In the perfect example of no alcohol my sa should be 51,000MB. Some alcohol is ok so I theorize a safe SA to be about 10,000MB for someone of my age (because it's a nice round number).

So there you have it.

 

Paully




msg:288812
 3:58 pm on Oct 13, 2002 (gmt 0)

LOL, that was a good for a post-drinking night laugh!

Thanks.

pmac




msg:288813
 7:12 pm on Oct 13, 2002 (gmt 0)

My thinking on this subject are that we, ummm, err, uhh. Jeez, I forgot what I was going to say. ;-)

JonB




msg:288814
 8:53 pm on Oct 13, 2002 (gmt 0)

lol, maybe he was writting still loaded :)it happeend to me when i came home few times and then checked some local forums and add highly "philosophical" some posts :)

alchochol and brain.. this reminds me of the Homer quote :

---
Oh, Lisa, you and your stories: Bart's a vampire, beer kills brain cells. Now let's go back to that... building...thingie... where our beds and TV... is.
---

well ,goodnight.

shelleycat




msg:288815
 11:27 pm on Oct 13, 2002 (gmt 0)

>Also consider that none of us are able to completely use our full brain power - humans simply haven't figured it out yet.

This statement has no basis in medical science. Humans have been shown to use all regions of their brain at various times, just not all of it at once. It's one of those common myths that float around and no one really konws how or why it got started.

Forgetting has been put forward as a mechanism to conserve energy and retain sanity rather than a simple overflow function - ie the info is still there but we can't always access it. Capacity isn't really the issue. It's the cataloging system and the access pathways to the information that limit recall rather than what's actually stored in there in the first place. These factors are damaged by cell death and degeneration due to age and reinforced through emotional stimuli and continual use, etc etc, thus increasing the complexity of the system.

However when I went to university and learnt a whole bunch of cool stuff (like how we use our brains) I forgot the difference between left and right. My boyfriend has given me driving lessons and it's not pretty. So I think there is some overflow action involved too.

lorax




msg:288816
 2:12 am on Oct 14, 2002 (gmt 0)

This statement has no basis in medical science.

shelleycat - You are correct!

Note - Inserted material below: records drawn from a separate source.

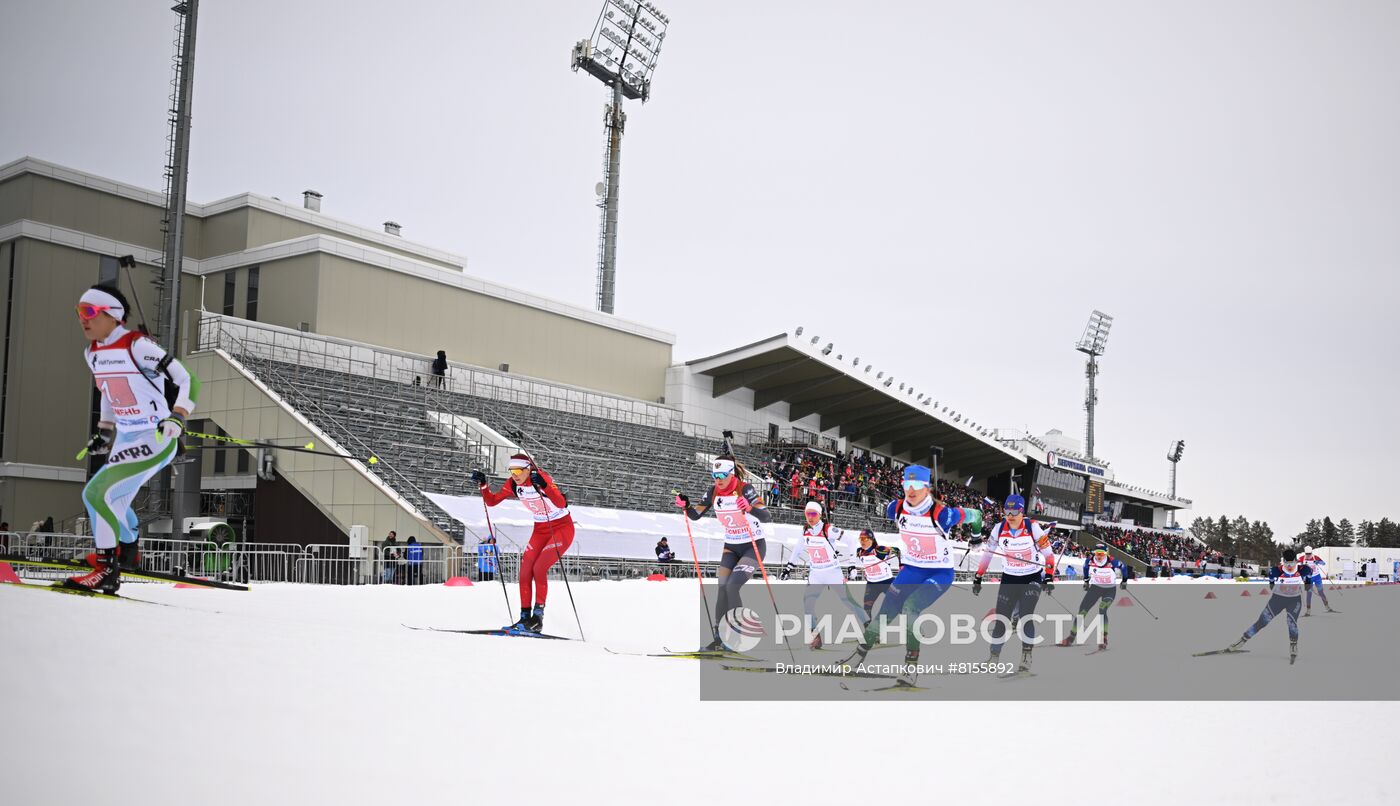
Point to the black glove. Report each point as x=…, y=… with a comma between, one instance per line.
x=101, y=441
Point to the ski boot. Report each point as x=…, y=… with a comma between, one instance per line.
x=536, y=620
x=521, y=624
x=104, y=578
x=909, y=675
x=858, y=656
x=129, y=554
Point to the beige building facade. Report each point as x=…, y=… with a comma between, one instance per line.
x=262, y=259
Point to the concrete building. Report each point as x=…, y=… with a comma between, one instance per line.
x=261, y=259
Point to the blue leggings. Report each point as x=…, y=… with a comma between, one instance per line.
x=914, y=589
x=1290, y=605
x=1316, y=587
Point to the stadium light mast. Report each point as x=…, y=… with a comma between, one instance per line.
x=1173, y=455
x=1095, y=336
x=622, y=53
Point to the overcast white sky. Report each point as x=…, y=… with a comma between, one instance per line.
x=944, y=189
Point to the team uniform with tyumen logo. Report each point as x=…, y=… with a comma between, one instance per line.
x=741, y=512
x=1316, y=563
x=1101, y=581
x=130, y=371
x=550, y=538
x=879, y=563
x=927, y=563
x=1288, y=581
x=822, y=549
x=1025, y=554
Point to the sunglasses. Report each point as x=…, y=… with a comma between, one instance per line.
x=88, y=311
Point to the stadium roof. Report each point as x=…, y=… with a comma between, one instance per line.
x=857, y=405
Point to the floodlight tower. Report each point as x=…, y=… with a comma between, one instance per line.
x=622, y=53
x=1173, y=455
x=1092, y=342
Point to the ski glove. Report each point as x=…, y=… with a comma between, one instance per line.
x=101, y=441
x=171, y=427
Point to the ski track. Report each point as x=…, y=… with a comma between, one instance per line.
x=310, y=694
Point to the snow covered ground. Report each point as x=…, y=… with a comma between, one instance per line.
x=317, y=694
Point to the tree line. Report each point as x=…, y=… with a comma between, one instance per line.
x=1255, y=540
x=1383, y=533
x=1238, y=538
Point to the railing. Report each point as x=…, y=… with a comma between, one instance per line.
x=342, y=356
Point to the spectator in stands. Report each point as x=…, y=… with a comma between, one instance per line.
x=487, y=556
x=389, y=553
x=413, y=559
x=664, y=553
x=770, y=487
x=440, y=368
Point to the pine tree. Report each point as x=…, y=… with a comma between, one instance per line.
x=1329, y=532
x=1309, y=536
x=1365, y=535
x=1346, y=533
x=1388, y=535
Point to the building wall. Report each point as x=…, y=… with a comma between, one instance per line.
x=417, y=315
x=265, y=227
x=87, y=210
x=23, y=501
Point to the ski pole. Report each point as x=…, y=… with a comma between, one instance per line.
x=767, y=584
x=307, y=448
x=1141, y=605
x=496, y=550
x=699, y=578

Like I said, I know zero about medical science. That being said, the statement wasn't completely based on thin air. I'm pretty sure I got that idea from a respectable source (I believe it was National Geographic Magazine) although it was 20 years ago. I stand corrected - but my theory still stands! ;)

BTW - I do find the human brain to be a fascinating subject. I am totally in awe at how the human body works - let alone that it works at all.

shelleycat




msg:288817
 1:27 am on Oct 15, 2002 (gmt 0)

I am totally in awe at how the human body works - let alone that it works at all.

That's exactly how I feel :) Nicely put.

I do think you're on to something with the quantifying part and I'm sure I've read articles where people are trying to do similar things, i.e. set some kind of measure on the information capacity of our brains. But I think the emphasis is more on how to access that information rather than exatly how much is there. I'm sure this can still be expressed in computing terms although I'm not sure how.